The German-US auto giant DaimlerChrysler posted weaker second quarter earnings on Wednesday but raised its full-year profit forecast thanks to cash from its sale of shares in the aerospace group EADS.
DaimlerChrysler also announced plans to spend up to 7.5 billion euros (10.2 billion dollars) on a share buyback operation over the next 12 months, calling it a “logical” step given strong liquidity within its industrial sector.
The company is now banking on full-year earnings before interest and tax of about 8.5 billion euros, up from five billion euros last year.
DaimlerChrysler said it expected to earn 1.4 billion euros from the sale of a 7.5-percent stake in EADS, the parent company of aircraft maker Airbus, which saw the US-German group's holdings reduced to 15 percent.
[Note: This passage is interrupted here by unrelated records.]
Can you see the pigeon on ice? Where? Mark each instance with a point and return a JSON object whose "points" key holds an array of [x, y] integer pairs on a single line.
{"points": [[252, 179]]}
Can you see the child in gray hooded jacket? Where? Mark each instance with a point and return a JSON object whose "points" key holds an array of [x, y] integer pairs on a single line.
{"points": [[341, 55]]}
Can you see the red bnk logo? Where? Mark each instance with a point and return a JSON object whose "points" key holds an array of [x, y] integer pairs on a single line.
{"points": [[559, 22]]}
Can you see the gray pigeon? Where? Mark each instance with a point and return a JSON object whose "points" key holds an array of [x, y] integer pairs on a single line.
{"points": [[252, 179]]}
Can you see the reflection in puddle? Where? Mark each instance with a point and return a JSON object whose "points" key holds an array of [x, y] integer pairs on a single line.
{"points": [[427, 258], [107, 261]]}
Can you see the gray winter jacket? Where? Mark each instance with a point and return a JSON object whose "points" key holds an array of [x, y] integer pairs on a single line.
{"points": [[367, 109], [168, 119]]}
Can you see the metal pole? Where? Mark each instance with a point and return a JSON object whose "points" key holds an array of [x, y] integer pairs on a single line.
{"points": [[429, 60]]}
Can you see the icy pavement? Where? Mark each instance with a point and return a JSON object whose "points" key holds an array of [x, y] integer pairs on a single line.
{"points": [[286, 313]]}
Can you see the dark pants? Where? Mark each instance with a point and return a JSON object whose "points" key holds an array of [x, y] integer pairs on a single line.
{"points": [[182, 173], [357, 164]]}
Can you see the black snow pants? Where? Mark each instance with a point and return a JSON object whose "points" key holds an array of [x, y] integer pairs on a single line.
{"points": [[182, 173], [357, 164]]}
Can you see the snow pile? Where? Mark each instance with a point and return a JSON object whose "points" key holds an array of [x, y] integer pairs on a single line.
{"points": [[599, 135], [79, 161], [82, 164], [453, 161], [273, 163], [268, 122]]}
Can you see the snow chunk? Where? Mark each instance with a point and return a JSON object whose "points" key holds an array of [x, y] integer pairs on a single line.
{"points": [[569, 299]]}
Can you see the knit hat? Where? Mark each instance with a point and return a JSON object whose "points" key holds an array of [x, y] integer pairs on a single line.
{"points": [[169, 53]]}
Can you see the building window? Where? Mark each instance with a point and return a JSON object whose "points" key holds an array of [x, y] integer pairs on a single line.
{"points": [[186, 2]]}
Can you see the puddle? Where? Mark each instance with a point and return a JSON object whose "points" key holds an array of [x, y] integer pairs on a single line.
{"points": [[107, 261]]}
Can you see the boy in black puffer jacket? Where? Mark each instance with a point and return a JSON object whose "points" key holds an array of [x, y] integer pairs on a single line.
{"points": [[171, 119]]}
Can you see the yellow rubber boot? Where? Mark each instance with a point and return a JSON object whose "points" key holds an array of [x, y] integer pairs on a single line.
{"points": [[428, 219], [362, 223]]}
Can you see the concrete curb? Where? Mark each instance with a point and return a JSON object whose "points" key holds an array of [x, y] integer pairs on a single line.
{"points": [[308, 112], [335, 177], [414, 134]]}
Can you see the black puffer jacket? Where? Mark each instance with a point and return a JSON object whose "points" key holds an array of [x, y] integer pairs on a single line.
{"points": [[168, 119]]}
The carmaker's profit forecast was also boosted by a lower-than-expected expected charge of 2.5 billion euros related to the sale of its loss-making US unit, Chrysler, to the private equity firm Cerberus.
It had earlier put this figure at between three and four billion euros.
For 2007, Daimler-Chrysler said it expected turnover to remain stable compared with last year, when it came to about 99 billion euros, and for unit sales to hold steady as well, at some 2.1 million vehicles.
The group, which from October will be known only as Daimler, said that in the future it would focus on its leading brand, Mercedes-Benz, along with its market-leading lorrry division.
Despite pumping billions into Chrysler, which it bought in 1998, the group never managed to make a success of its foray into the US market. The losses it continues to suffer there undermined its second quarter results.
The group posted a net profit of 1.84 billion euros, a decrease of about 14 percent from the first three months of 2006, while turnover fell by 3.0 percent to 23.8 billion euros.